CPP Investment Board - Growth and Strategy

Growth and Strategy

According to the Office of the Chief Actuary of Canada, the CPP Fund needs a real rate of return of 4.0%, over the 75-year projection period in his report, to help sustain the plan at the current contribution rate.

In November 2010, the Chief Actuary reaffirmed that the CPP is sustainable throughout the 75-year timeframe of his 2009 report; the Chief Actuary will send a new projection for the CPP to the Minister of Finance in 2013. Over this long timeframe it is expected that there will be periods where returns are above or below this threshold.

Consistent with the CPPIB's mandate to maximize investment returns without undue risk of loss, they pursue a value-added strategy that seeks to deliver returns over and above a market-based benchmark over the long term. That benchmark is called the CPP Reference Portfolio and under reasonable capital market assumptions, it can generate the long-term 4.0% real rate of return required to help sustain the CPP.

The CPPIB reserve fund receives its funds from the CPP and invests them like a typical large fund manager would. The CPP reserve fund seeks to achieve at least the projected return (inflation-adjusted) needed to help sustain the CPP, a rate set at 4.0% by 2017 in the CPP actuary's report, starting from 3.2% in 2011. As indicated in its Financial Highlights for the fiscal year ended March 31, 2012, the CPP reserve fund averaged 2.2% return in the past 5 years, and a 6.2% return in the past 10 years,slightly less than the sum of projected Canadian inflation rates and the 4.0% target identified by the CPP Actuary report, or 6,3% in nominal basis, that is required for CPP contribution sustainability.

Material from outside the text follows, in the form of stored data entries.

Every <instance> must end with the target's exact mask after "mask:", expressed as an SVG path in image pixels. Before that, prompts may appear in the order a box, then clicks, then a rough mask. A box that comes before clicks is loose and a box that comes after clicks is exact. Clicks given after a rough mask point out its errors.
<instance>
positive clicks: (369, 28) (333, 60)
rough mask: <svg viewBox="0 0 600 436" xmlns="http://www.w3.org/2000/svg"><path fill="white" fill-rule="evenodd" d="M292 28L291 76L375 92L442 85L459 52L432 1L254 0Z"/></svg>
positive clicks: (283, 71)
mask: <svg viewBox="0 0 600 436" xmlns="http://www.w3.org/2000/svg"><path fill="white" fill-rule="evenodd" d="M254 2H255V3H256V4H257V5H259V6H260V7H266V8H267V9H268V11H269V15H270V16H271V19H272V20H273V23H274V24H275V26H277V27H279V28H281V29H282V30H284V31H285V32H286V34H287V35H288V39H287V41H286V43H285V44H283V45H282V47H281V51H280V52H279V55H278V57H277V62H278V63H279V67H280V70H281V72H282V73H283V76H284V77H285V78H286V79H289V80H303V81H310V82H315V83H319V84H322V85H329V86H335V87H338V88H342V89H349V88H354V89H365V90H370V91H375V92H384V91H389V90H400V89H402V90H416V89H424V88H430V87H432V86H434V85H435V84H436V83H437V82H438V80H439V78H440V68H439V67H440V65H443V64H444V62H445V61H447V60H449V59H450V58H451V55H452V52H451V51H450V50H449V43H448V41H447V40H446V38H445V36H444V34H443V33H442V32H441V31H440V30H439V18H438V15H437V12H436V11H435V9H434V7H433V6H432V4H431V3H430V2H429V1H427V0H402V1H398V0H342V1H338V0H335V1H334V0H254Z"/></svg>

The CPP total assets are projected to reach the following levels according to the 2009 actuarial report: (in assets):

  • $197 billion by 2015.
  • $275 billion by 2020.
  • $465 billion by 2030.

The strategies used to achieve these targets are:

  1. Diversification. In 1997, the CPP fund was 100% invested in government bonds, but it has since diversified not only by asset class, but also internationally.
  2. Employing basic asset allocation theories, with diversification of investments as one of the objectives. The asset mix has evolved as follows.:
Asset 2008 mix 2012 mix
Public Equity 51.8% 34.1%
Fixed Income 25.6% 33.2%
Private Equity 10.9% 16.3%
Inflation Sensitive Assets 11.7% 16.4%
  1. Using equity firms to assist in achieving targets for each asset class. The CPP reserve fund allocates certain amounts to various pre-qualified equity firms to be managed and used towards reaching the growth targets. For example, the CPP Investment Board hires private equity firms to help it invest in private companies, fund managers to help it invest in public equities, bond managers to assist in investing in bonds (within Canada and foreign bonds), and so forth.